Australia to Decide Soon on Joining AIIB

Australia to Decide Soon on Joining AIIBAustralia to Decide Soon on Joining AIIB

Australia expects to make a decision within weeks on whether it will seek to join the China-backed Asian Infrastructure Investment Bank (AIIB), Prime Minister Tony Abbott said Sunday.

Australia’s decision on whether to become a founding member of the institution risks upsetting either key strategic allies the United States and Japan, or top trading partner China, Xinhua reported.

Britain this week said it had sought to become a founding member of the AIIB because it was in its “national interest”, making it the first western nation to embrace the institution which would finance infrastructure projects in the Asia-Pacific.

“Our position all along has been that we are happy to be part of something which is a genuine multilateral institution such as the World Bank, such as the Asia Development Bank. What we are not prepared to do is to sign onto something which is just an arm of one country’s foreign policy,” Abbott told Sky News Australia.

“We’re looking very carefully at this, and we’ll make a decision in the next week or so.”

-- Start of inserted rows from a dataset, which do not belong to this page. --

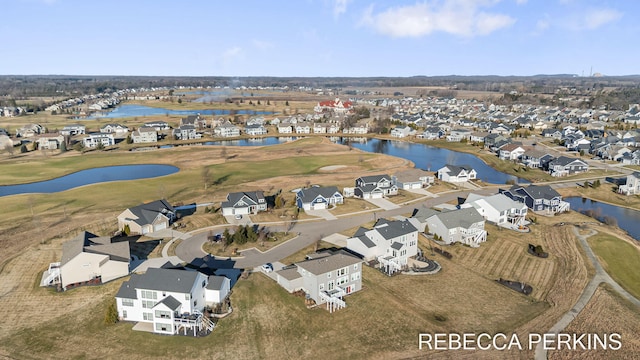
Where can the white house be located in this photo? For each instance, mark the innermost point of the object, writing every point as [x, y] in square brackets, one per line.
[464, 225]
[390, 242]
[315, 198]
[170, 300]
[93, 139]
[498, 209]
[147, 218]
[92, 259]
[144, 134]
[456, 174]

Twenty-one countries were represented at the announcement of the bank in October – Bangladesh, Brunei, Cambodia, China, India, Kazakhstan, Kuwait, Laos, Malaysia, Mongolia, Myanmar, Nepal, Oman, Pakistan, the Philippines, Qatar, Singapore, Sri Lanka, Thailand, Uzbekistan and Vietnam. Indonesia later said it would join.

America seems to have strongly encouraged its close Asian friends (Japan, South Korea and Australia) not to join, concerned about China’s growing influence in Asia. But now that the UK has decided to become a founding member, the pressure is on the hold-outs to sign up, Business Spectator reported.

  Positive Signals

There is no doubt that Asia needs much more infrastructure; that China has a lot of experience at building it; and that China has massive savings to help fund it. There is no doubt, too, that there would be some overlap with the World Bank and, perhaps more obviously, with the Asian Development Bank.

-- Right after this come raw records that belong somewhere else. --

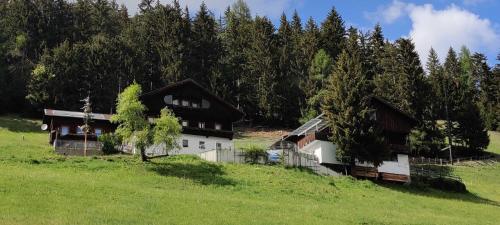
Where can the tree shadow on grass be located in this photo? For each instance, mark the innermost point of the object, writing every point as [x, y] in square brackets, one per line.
[201, 172]
[17, 124]
[434, 193]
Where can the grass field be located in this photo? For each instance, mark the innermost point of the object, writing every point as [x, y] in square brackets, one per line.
[39, 187]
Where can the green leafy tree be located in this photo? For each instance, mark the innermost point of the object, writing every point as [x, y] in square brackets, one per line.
[167, 130]
[133, 126]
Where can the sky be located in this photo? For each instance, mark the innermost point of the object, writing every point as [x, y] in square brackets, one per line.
[439, 24]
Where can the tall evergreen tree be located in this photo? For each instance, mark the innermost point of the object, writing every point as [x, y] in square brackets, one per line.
[319, 72]
[311, 41]
[332, 34]
[348, 111]
[238, 23]
[205, 46]
[262, 67]
[488, 94]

The Australian Industry Group has urged the federal government to push ahead with joining China’s specialist infrastructure bank declaring this would make the country an active participant in the changing economic landscape of the region rather than just a bystander.

The business group’s chief executive Innes Willox welcomed signs the government was changing its mind on the institution saying this would position Australia as a player in strategic decision making in regional infrastructure investment and further its regional trade activities.

Treasurer Joe Hockey signaled last Friday that Australia was reconsidering its opposition to the $50 billion AIIB after decisions by New Zealand and the United Kingdom to join.